OpenClaw’s Gmail Pub/Sub guide notes that Gmail hook content is wrapped with external-content safety boundaries by default, and that disabling it is dangerous.

4) “Do not do this” (high‑risk shortcuts)

  1. Do not set DM policy to open for an executive account.
  2. Do not set groupPolicy to open in public or large rooms.
  3. Do not expose the Gateway dashboard/UI to the public internet.
    • If you must expose a webhook path, proxy only that path.
  4. Do not enable insecure Control UI auth fallbacks except for temporary break‑glass debugging:
    • gateway.controlUi.allowInsecureAuth and especially gateway.controlUi.dangerouslyDisableDeviceAuth are security downgrades.
  5. Do not run with filesystem permissions that allow other users to read ~/.openclaw.
  6. Do not install unreviewed plugins.
    • Plugins run in‑process; installing from npm can execute code during install.
  7. Do not mount sensitive host paths into the sandbox (e.g., SSH keys, password stores, docker.sock) unless you intentionally accept the consequences.
    • Binding docker.sock effectively gives host control.
  8. Do not treat LLM output as “commands”.
    • OWASP highlights “Insecure Output Handling” and “Excessive Agency” as top risks.
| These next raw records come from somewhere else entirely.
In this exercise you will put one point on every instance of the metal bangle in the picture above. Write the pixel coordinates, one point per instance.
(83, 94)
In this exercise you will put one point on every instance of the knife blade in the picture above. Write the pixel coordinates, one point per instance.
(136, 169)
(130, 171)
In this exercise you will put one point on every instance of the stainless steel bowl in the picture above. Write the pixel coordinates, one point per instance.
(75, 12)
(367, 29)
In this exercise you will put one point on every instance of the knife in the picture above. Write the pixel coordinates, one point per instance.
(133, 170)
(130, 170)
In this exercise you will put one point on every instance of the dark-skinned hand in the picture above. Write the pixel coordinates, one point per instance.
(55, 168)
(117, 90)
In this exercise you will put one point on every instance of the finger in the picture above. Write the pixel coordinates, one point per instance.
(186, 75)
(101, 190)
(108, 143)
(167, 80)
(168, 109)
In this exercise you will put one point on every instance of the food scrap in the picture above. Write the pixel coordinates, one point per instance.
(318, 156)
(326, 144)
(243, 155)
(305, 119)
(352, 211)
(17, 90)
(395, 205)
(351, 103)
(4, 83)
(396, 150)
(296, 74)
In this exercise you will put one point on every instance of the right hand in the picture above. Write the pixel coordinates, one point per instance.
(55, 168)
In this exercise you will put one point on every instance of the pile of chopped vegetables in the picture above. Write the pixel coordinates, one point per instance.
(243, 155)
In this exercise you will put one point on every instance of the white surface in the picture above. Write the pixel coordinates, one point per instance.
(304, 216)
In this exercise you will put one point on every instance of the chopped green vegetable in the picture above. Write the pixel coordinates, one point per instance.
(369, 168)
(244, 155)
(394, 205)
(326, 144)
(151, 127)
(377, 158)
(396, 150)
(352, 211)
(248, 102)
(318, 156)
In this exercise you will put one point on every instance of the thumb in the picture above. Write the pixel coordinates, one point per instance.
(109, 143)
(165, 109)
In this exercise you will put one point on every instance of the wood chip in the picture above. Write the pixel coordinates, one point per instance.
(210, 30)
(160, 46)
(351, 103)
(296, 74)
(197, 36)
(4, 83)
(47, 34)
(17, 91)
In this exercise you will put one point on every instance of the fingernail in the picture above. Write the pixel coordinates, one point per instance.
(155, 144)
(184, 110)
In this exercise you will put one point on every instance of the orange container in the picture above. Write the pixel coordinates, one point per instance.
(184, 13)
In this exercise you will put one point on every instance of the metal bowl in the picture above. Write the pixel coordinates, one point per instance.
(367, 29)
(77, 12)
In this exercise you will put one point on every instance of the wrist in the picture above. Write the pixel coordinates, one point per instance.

Notes - OpenClaw reads ~/.openclaw/openclaw.json (JSON5 allowed) and validates strictly; unknown keys will prevent the Gateway from starting. - Prefer environment variables for secrets (token/password/API keys); don’t commit them into config files.

5.1 Minimal “executive safe” baseline (loopback + auth + minimal tools)

// ~/.openclaw/openclaw.json
        {
          gateway: {
            bind: "loopback",
            port: 18789,
            auth: {
              mode: "token",
              token: "${OPENCLAW_GATEWAY_TOKEN}",
              // If using Tailscale Serve identity auth, consider setting allowTailscale:false
              // to require explicit credentials.
              // allowTailscale: false,
            },
            controlUi: {
              enabled: true,
              // Keep these OFF (security downgrade)
              // allowInsecureAuth: false,
              // dangerouslyDisableDeviceAuth: false,
            },
            trustedProxies: [
              // Only if you run behind a reverse proxy; otherwise omit.
              // "127.0.0.1"
            ],
          },
        
          // Start restrictive and open up deliberately.
          tools: {
            profile: "minimal",
            // Example: allow only messaging/session tools (no shell, no browser)
            // profile: "messaging",
            deny: [
              // Explicitly deny high-risk tool groups until you need them
              "group:runtime",   // exec/process/bash
              "group:ui",        // browser/canvas
              "group:web"        // web_search/web_fetch
            ]
          },
        
          logging: {
            level: "info",
            consoleLevel: "info",
            redactSensitive: "tools" // OpenClaw default; keep it on
          },
        }

Why: - Loopback + token auth limits network and local-process exposure. - Minimal tools prevents prompt injection from becoming execution. - OpenClaw’s logging redaction helps keep tokens out of console output (note: file logs still exist).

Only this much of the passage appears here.